Lanice Steward, managing director of Knight Frank Residential South Africa, says when there is a sale of a property involved and the buyer puts down a deposit but is seen to have defaulted on the agreement, the seller can cancel and keep the deposit.
But what does this mean for the buyer and why would he pay a deposit?
Usually the payment of a deposit is advisable when a buyer wishes to show his good intent and commitment to the purchase of the property. In the majority of cases, the buyer is required to get finance and in most contracts there is a 20 to 30 day provision made so that the buyer can apply for a bond (and this time frame should be enough). She says the seller would have to take his home off the market for this period, so it only seems fair that the buyer commits in some way, hence the deposit payment.
The buyer might have to sell his property, which could take anything from one to six months to sell.
In some instances, if the bond is high or a property is difficult to sell, the agreement will make allowance for the seller to continue to market his property and accept another offer should he receive one that is more acceptable, i.e. with no suspensive conditions. Steward says this does not have to be a higher offer, just more acceptable, i.e. cash or an offer not subject to the sale of another property. She says then 72 hours or three working days would be given to the first buyer to either lift the suspensive condition and accept the legal responsibility of the agreement or walk away from the purchase.
If they walk away or don’t receive the necessary finance, their deposit is refundable, plus interest but minus the administration charges. However, Steward says any company holding a deposit will charge an administration fee, which is part of the costs of running a trust account (which is expensive).

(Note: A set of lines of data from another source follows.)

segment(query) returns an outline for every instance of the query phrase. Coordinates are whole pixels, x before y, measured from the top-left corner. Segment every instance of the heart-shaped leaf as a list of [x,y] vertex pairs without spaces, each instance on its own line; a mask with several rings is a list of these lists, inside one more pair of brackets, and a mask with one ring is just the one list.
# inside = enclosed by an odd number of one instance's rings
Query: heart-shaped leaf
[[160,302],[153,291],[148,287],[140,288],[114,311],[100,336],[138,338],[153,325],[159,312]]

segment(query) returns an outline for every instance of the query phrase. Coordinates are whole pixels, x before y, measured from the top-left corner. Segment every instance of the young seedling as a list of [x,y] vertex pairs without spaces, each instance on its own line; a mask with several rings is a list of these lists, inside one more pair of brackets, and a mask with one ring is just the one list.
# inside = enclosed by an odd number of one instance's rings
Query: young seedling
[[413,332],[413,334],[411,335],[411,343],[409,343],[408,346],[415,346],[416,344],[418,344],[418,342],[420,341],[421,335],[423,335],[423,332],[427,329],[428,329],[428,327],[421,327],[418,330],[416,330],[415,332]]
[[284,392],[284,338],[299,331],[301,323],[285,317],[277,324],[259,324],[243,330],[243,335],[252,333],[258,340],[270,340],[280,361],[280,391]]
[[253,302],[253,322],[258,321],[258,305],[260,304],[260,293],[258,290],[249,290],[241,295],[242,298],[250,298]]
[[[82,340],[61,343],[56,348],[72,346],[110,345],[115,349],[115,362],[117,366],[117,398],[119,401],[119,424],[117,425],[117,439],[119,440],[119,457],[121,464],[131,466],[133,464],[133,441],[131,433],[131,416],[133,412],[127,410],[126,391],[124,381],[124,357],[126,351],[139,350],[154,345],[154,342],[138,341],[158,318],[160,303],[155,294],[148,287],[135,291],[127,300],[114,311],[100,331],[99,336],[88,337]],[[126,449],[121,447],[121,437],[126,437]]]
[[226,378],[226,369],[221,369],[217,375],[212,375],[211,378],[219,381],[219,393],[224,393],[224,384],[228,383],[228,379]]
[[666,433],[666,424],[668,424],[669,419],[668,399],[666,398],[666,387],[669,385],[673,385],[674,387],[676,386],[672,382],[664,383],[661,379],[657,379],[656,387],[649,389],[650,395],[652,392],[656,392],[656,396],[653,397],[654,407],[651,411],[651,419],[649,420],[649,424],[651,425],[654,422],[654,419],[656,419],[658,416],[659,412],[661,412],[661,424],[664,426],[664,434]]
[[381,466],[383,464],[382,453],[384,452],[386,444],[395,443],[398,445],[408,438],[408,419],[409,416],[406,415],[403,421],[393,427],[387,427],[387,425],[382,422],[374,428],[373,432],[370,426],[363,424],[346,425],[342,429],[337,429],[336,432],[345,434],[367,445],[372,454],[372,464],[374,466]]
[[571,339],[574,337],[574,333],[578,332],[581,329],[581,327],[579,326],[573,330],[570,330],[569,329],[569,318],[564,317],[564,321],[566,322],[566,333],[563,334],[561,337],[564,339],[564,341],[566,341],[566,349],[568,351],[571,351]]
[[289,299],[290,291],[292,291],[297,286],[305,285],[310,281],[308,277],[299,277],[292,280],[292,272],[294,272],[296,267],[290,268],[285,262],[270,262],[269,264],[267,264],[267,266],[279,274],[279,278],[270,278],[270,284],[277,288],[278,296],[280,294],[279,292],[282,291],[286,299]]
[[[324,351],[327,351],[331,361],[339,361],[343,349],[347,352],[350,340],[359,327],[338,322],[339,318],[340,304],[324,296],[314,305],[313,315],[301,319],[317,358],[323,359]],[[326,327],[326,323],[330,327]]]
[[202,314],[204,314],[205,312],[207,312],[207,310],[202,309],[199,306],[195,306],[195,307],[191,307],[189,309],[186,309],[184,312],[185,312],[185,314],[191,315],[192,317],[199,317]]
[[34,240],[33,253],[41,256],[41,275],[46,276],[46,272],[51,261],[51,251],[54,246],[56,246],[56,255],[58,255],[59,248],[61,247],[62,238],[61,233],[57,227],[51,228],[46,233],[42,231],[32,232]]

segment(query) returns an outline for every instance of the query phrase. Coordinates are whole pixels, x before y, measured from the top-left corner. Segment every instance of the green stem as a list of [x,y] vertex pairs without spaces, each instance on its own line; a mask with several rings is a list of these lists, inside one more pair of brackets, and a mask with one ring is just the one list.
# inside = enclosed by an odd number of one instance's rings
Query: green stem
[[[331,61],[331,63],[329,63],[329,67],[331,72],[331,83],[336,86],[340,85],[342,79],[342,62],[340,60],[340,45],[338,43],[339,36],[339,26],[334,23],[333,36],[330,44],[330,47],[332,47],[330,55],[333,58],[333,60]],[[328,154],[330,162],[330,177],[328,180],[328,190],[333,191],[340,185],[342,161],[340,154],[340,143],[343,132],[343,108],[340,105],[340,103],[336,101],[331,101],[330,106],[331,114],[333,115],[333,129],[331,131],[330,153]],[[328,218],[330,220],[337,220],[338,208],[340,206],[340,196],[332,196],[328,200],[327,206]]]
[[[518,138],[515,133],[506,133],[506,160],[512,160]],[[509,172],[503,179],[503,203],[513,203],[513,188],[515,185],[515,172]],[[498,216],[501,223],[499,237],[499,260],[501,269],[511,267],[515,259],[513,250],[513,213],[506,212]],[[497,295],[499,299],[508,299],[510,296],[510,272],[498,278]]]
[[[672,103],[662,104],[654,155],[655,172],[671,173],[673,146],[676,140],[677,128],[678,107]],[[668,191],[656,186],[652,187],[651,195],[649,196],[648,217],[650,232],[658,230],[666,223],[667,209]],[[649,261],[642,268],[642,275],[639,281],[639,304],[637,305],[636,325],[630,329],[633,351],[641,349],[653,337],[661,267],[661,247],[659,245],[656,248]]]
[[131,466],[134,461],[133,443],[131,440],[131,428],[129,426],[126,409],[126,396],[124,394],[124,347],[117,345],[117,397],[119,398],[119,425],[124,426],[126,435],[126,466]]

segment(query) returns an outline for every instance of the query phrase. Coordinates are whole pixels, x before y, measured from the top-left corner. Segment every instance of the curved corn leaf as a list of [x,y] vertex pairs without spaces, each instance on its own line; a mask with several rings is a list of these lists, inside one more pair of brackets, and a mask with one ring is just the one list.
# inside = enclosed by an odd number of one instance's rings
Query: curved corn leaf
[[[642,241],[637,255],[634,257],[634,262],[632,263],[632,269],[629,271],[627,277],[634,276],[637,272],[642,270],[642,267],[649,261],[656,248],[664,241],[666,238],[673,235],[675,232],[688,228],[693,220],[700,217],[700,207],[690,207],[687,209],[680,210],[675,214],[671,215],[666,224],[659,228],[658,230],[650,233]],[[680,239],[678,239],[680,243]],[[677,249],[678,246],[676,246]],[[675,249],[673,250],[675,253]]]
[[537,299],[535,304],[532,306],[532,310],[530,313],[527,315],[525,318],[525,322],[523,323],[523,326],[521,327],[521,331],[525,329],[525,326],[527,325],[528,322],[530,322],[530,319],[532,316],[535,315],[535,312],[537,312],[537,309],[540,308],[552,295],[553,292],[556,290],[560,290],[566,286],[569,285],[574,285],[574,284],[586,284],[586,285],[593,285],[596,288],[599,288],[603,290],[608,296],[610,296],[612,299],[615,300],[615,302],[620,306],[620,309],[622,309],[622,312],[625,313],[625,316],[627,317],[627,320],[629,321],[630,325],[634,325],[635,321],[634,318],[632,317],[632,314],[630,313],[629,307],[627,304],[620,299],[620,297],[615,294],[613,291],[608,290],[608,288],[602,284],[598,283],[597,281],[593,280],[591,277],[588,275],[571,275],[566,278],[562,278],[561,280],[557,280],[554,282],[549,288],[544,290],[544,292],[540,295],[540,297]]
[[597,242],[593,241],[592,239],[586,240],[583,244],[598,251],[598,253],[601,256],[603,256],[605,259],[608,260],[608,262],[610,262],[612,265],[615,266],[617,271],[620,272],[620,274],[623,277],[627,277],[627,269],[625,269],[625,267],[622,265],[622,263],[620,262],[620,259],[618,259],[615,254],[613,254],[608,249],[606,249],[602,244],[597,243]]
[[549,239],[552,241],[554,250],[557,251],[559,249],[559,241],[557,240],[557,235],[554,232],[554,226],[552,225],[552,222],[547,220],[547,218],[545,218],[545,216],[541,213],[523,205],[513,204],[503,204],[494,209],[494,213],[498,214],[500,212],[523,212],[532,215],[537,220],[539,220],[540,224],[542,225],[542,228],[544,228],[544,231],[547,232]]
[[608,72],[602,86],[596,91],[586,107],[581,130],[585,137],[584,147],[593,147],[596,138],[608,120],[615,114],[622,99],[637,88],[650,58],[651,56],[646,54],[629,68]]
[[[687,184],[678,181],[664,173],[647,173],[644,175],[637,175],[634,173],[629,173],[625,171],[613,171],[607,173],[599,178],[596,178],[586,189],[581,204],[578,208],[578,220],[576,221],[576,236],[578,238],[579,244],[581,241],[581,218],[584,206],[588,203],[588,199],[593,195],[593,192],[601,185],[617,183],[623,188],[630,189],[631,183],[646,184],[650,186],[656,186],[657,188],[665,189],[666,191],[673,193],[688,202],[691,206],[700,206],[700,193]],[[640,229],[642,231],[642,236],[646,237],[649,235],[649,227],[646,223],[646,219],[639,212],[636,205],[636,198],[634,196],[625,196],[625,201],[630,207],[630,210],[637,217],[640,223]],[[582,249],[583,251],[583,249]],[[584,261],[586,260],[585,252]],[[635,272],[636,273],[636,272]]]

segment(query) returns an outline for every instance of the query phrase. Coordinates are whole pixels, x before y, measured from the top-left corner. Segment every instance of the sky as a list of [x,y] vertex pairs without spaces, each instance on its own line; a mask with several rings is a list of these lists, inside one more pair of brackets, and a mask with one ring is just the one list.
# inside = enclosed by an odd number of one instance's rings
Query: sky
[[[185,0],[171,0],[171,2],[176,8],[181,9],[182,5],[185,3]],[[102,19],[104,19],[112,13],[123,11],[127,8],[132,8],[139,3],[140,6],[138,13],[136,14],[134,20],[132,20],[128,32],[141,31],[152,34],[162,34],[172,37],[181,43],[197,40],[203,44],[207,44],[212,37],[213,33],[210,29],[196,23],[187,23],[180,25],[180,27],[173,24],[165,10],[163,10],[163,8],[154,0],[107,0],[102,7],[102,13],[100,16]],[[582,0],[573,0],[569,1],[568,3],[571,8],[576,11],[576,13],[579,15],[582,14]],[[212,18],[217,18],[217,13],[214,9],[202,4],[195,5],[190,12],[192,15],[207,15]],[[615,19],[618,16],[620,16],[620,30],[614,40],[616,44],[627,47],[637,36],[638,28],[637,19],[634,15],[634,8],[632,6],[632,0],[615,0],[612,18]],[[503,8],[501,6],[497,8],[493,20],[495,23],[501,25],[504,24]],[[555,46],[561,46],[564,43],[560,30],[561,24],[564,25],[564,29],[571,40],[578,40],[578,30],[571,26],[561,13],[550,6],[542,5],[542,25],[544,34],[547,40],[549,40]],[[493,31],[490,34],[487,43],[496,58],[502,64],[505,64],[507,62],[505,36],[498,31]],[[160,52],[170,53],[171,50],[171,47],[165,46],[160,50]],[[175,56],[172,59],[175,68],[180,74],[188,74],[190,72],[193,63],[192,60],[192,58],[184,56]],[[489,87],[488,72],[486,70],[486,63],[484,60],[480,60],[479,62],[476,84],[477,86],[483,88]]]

In a recent judgement between Royal Anthem Investments v Lau, the seller tried to claim the deposit amount that had been paid to the conveyancing attorney (which was being held in a trust account) because the buyer defaulted and could not raise the necessary finance in the time stipulated. The clause in their sale agreement read: “If the purchaser is in default of this agreement and refuses to rectify the default within 14 days after acceptance of this written notice, the seller will be entitled, …, to cancel the agreement and to keep any other amounts payable,…”
In this case, after going to the Supreme Court of Appeal, the judge held that the deposit did not fall within the words “any other amounts payable” and the deposit should be returned to the buyer.
In the above case, the transfer fee was also paid over to SARS ahead of time, which is unusual and should not be done until all the suspensive conditions are fulfilled and the sale is confirmed, says Steward. This amount, however, is usually refunded but without interest and it does take time for the refund to be processed.
When is the deposit not refundable?
If there are no suspensive conditions written into the sale agreement and the buyer is in breach of the contract but does not take any steps to rectify the breach within the time stipulated, the seller is entitled to keep the deposit. Most agreements (some do differ) will also have a clause enabling the seller to cancel the agreement but retain the right to sue for damages.
“This is a warning to be careful what you contract into – if there are no suspensive conditions and you don’t fulfil your legal obligations, you have inconvenienced the seller and therefore will lose your deposit.”